Back

Design YouTube

System DesignSystem DesignOnsitePhoneSoftware EngineerReported Feb, 2026

YouTube is a video streaming platform where users upload, stream, and discover video content. With 2.5 billion monthly active users and 500+ hours of video uploaded every minute, designing YouTube is a classic system design interview question that tests your understanding of video processing, storage optimization, and content delivery at massive scale.

This walkthrough follows the Interview Framework and focuses on what you'd actually present in a 45-60 minute interview.

Phase 1: Requirements

Functional Requirements

Users should be able to upload videos - Content creators upload videos in various formats

Users should be able to stream videos - Viewers watch videos with adaptive quality based on bandwidth

Users should be able to search for videos - Find videos by title, description, and tags

Users should be able to interact with videos - Like, comment, and subscribe to channels

Keep the scope tight.
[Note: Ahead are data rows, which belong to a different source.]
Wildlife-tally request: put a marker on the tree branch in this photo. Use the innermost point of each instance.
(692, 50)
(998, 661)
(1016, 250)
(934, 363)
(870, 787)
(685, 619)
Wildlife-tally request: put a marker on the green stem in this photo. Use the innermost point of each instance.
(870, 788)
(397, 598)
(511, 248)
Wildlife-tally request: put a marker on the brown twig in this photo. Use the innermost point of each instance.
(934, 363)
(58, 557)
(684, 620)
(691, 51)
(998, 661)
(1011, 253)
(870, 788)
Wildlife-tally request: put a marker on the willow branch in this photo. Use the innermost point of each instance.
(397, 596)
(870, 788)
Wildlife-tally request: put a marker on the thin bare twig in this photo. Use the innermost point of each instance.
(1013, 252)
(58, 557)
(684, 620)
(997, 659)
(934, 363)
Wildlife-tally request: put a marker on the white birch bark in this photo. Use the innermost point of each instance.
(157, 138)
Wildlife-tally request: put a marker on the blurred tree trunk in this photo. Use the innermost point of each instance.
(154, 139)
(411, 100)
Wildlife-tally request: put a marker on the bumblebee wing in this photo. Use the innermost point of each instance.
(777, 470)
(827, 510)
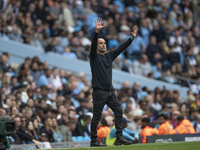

In an interview, explicitly defer features like live streaming, recommendations, and monetization unless asked. These are entire systems on their own.

Non-Functional Requirements

Scale: 2.5 billion monthly active users, 500M daily active users

Availability: 99.99% uptime - users expect YouTube to always work

Latency: First byte within ~200ms at the edge; playback starts within ~1-2s for cached content

Consistency: Eventual consistency is acceptable - a new upload doesn't need to be instantly visible to all users

Key insight for the interviewer: YouTube is extremely read-heavy. The upload:view ratio is approximately 1:300. This heavily influences our design decisions around caching and CDN strategy.

Capacity Estimation

Let's establish the scale we're designing for:

Traffic:

500M daily active users

Each user watches ~5 videos/day = 2.5B video views/day

2.5B views / 86,400 seconds = ~29K video streams/second

Uploads:

500 hours of video uploaded per minute

Average video length: 5 minutes

Videos per minute: (500 * 60) / 5 = 6,000 videos/minute = ~100 uploads/second

Storage:

Source upload (already compressed): ~600 MB per 5-minute video

Encoded renditions (360p, 480p, 720p, 1080p): ~250 MB total per video on average

4K + AV1 are generated only for a subset of videos, which increases storage per title

Daily new storage (encoded renditions only): 6,000 videos/min × 1,440 min/day × 250 MB = ~2.2 PB/day

Storage grows linearly and never stops. YouTube must have a strategy for cold storage migration and potentially removing very old, rarely-watched content from hot storage tiers.

Bandwidth:

Streaming: Assume average bitrate of 5 Mbps (720p)

Peak concurrent streams: ~50M users (10% of DAU)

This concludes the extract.